Work in small chunks with a well-defined idea of what you’re building, and a plan. Then slap in an agentic loop to get work done, wiring in external capabilities as necessary.
You may notice the parallels here in how humans work, and I don’t think that should be a surprise! This is primarily why I don’t buy the “my craft!” arguments. It’s still there! You have to get all the pieces of the craft in place; you just need to vocalise it to the AI tool (just as you would to the new software engineer on the team).
Let’s dive into each of the bits in a little bit more detail.
Remember, Context is King
An LLM has a context window. Think of a context window as the working memory of an LLM. Once you fill the context window, then the early parts of your conversation will be discarded (or compacted with clever models). You have a context window too - about 7±2 items in working memory1. Once it’s full, earlier information gets pushed out.
With both Claude and Copilot, you can see the context window. Here’s an example of my context window (/context ) after a few rounds of iteration:
With system prompts, tools, MCP, agents (and so on), that 200K token buffer doesn’t go as far as you might think…
As the context window fills, I’ve found you get poorer performance. “Lost in the Middle: How Language Models Use Long Contexts” explored this phenomenon in 2023, since then context windows have got much larger but I still feel the same problem today.
My golden rules for context management are pretty simple.
Don’t fill it up - If you fill the context window up, then some key concepts will be lost. Bad things will happen.
Keep it on target - Don’t get distracted by yaks to shave unless its sat on the critical path.
Regularly clear the context - When you’ve finished a task, clear the context. But in order to do that, you’ll need a plan which brings us to the next section.
Know what you’re trying to do
It’s clear what you want to do only if you can write it down and explain it to someone else. The same is true with a coding assistant, it’s not a mind-reader! If there’s room for ambiguity, then assumptions will be made.
I start each feature by trying to write down a SPEC.md file (nothing special about the name!). This is an English language description of what I’m trying to build. As I’m writing it, I’ll realize how much I don’t know. I’ll often use an LLM to iterate on the specification, ask probing questions and act as a thinking partner. It’s not a replacement for a human.
Once you’ve got a decent spec file, it’s useful for humans as well as the AI! And once you’ve got a spec, you’ll need a plan.
Make a plan!
If you ask an LLM to do too much in one go, then you’ll fill the context window as you constantly have to course-correct, or simply generate too much code to fit in it. Instead, you need a plan, breaking down the work into small lumps.

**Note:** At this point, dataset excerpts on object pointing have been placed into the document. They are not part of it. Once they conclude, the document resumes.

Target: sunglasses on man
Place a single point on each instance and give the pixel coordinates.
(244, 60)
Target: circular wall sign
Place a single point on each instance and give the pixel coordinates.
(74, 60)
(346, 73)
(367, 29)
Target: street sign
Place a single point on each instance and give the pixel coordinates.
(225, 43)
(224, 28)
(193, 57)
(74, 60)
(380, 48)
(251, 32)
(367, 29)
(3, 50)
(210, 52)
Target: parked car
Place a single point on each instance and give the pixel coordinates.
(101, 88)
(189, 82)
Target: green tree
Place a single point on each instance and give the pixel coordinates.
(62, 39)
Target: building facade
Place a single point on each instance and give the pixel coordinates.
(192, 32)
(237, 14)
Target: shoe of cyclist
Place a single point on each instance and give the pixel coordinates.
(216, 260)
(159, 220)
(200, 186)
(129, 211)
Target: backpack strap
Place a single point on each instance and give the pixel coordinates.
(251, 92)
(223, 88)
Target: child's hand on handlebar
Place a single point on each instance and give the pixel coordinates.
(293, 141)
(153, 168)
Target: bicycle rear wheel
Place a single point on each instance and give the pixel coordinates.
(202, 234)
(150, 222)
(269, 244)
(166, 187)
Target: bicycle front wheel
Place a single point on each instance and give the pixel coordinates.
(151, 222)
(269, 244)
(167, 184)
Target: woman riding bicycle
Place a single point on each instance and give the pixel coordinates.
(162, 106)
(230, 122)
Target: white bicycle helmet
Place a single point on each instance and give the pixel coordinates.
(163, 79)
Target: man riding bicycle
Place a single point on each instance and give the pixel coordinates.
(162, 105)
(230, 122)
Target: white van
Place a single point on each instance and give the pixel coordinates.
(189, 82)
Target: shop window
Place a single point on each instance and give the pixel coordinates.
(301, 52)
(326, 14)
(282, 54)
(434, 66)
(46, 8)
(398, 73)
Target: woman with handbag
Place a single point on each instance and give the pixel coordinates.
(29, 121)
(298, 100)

Often this can be as simple as:
I’d like to implement @spec.md, please produce a corresponding plan.md.
With claude , you can engage plan mode with Shift+Tab, but remember that key thing is to externalize the plan from the context. Make it so you can clear the context and still have the plan.
I’m currently experimenting with task management system called beads (from Steve Yegge) that’s designed to work with LLMs. It encodes this pattern of working nicely! Still early days, but I like the direction it’s going in and would heartily recommend experimenting.

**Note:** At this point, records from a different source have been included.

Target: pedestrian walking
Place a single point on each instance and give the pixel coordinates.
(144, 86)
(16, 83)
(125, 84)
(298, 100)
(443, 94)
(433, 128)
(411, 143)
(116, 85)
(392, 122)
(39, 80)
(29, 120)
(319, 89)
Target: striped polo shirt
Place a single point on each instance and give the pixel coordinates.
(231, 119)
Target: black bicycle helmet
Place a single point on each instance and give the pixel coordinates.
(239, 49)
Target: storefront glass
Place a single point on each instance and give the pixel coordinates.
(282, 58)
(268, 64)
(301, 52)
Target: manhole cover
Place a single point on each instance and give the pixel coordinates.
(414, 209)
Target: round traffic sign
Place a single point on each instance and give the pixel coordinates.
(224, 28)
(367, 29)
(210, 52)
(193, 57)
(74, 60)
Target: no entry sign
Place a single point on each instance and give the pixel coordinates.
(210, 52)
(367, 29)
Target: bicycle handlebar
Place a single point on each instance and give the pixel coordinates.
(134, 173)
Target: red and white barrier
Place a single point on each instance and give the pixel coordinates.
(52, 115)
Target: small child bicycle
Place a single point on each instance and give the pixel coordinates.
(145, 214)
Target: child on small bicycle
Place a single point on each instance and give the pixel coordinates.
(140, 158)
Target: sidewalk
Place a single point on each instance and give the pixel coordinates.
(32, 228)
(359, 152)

Pair beads with Claude Superpowers, and it gives the ability to execute a plan using subagents. Again, super early days, but if you have the right feedback loop, you can work through the tasks in a plan using a subagent to ensure the context never gets filled.
Agentic Feedback Loops
Once you have your plan broken into chunks, each chunk needs a verification loop (an agentic feedback loop).
To unpack that a little, how will the AI know that it’s working? How will any problems with the implementation make it back into the AI context to be resolved?

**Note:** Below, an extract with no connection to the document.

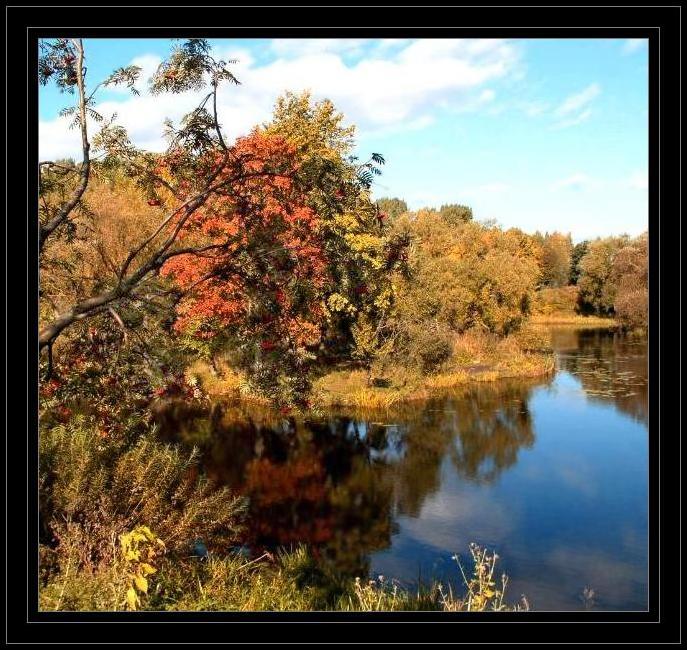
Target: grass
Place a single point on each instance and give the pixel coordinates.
(571, 318)
(476, 357)
(285, 581)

You should consider tests to be table stakes. Tests help you define the behaviour you want to keep and maintain throughout the lifetime of the product. A failing test provides feedback to the AI that something is broken. A passing test gives you confidence that behaviour hasn’t broken. But tests are just the start.
What other feedback mechanisms could you have? You might have linters, static analysis or fuzz testing. You might have a custom script that produces a text file. You can have anything! The key point is building feedback loops that give useful information back into the LLM.
Simon Willison’s example of Getting DeepSeek-OCR working on an NVIDIA Spark via brute force using Claude Code is fantastic for showing the context and tools you need to solve a hard problem.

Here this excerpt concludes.